Modern hierarchical, agglomerative clustering algorithms
Daniel Müllner
TL;DR
The paper analyzes efficient algorithms for hierarchical, agglomerative clustering under the common stored-dissimilarity setting, where output is a stepwise dendrogram. It introduces a new generic algorithm that supports any distance-update scheme (including inversions) and proves correctness for Rohlf's MST-based single linkage and Murtagh's NN-chain, while offering practical performance comparisons. The work provides concrete recommendations: use MST for single linkage, NN-chain for most other schemes, and the generic algorithm for centroid, median, and flexible updates. It also discusses extensions to vector data and surveys alternative methods, bridging theory with widely used software implementations.
Abstract
This paper presents algorithms for hierarchical, agglomerative clustering which perform most efficiently in the general-purpose setup that is given in modern standard software. Requirements are: (1) the input data is given by pairwise dissimilarities between data points, but extensions to vector data are also discussed (2) the output is a "stepwise dendrogram", a data structure which is shared by all implementations in current standard software. We present algorithms (old and new) which perform clustering in this setting efficiently, both in an asymptotic worst-case analysis and from a practical point of view.

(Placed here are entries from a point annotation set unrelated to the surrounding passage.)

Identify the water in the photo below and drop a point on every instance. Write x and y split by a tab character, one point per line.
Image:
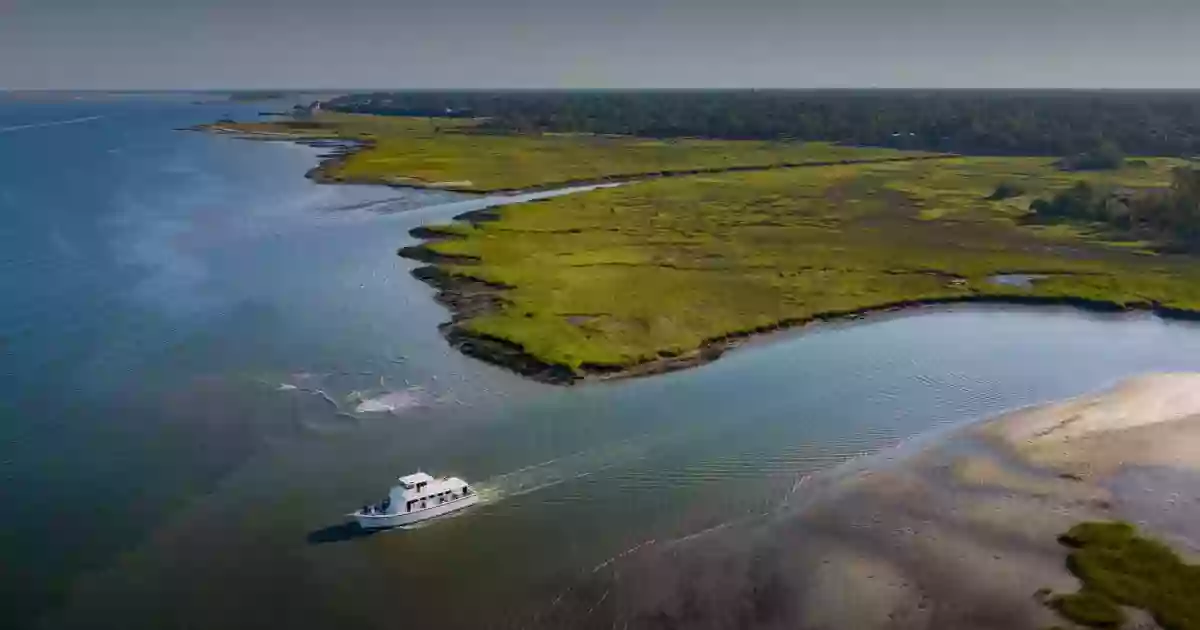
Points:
199	349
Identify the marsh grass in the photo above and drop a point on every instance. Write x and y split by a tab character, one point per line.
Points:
453	154
623	276
1120	568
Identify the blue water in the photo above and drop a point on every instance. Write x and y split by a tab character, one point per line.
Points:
166	291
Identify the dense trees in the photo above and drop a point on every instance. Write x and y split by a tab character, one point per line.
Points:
1169	216
1086	125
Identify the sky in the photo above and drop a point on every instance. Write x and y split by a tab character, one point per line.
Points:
598	43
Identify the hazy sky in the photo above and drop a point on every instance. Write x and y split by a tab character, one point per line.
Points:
601	43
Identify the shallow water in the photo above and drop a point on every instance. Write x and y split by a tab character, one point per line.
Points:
191	331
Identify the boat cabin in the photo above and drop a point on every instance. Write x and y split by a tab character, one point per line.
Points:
419	491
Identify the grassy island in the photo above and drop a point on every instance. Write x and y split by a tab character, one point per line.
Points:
454	154
666	274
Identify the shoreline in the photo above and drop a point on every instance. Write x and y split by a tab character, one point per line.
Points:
466	297
954	529
348	147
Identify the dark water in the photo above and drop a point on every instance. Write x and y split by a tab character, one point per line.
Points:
189	325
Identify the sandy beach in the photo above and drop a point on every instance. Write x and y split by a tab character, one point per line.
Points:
961	533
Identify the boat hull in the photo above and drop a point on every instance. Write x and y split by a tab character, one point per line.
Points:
383	521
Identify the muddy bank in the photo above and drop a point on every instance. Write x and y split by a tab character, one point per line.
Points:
960	533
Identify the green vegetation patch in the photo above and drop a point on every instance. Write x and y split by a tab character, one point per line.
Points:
622	276
453	154
1119	568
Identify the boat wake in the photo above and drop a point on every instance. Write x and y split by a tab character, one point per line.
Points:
563	469
52	124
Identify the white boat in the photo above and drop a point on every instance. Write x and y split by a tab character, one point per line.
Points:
417	498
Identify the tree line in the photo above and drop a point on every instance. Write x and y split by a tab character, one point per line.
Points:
1170	216
969	121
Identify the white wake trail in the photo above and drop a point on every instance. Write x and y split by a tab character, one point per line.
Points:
52	124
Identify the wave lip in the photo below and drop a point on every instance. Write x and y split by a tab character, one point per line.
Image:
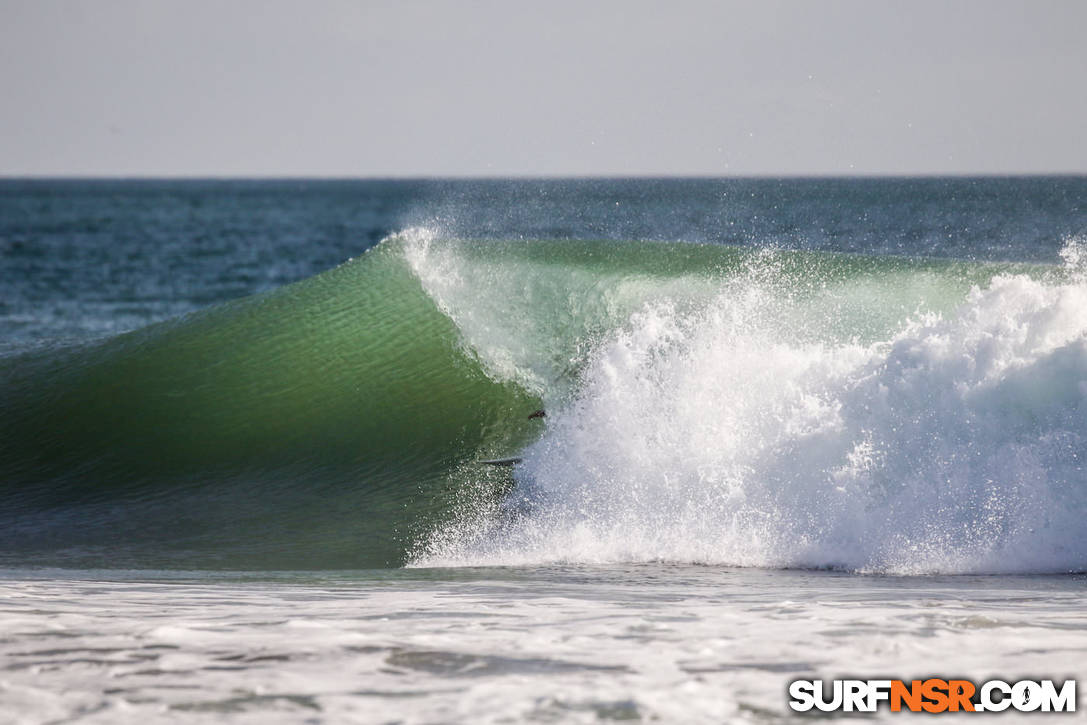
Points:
747	432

The main contributions of this paper are: (1) We present a new algorithm which is suitable for any distance update scheme and performs significantly better than the existing algorithms. (2) We prove the correctness of two algorithms by Rohlf and Murtagh, which is necessary in each case for different reasons. (3) We give well-founded recommendations for the best current algorithms for the various agglomerative clustering schemes.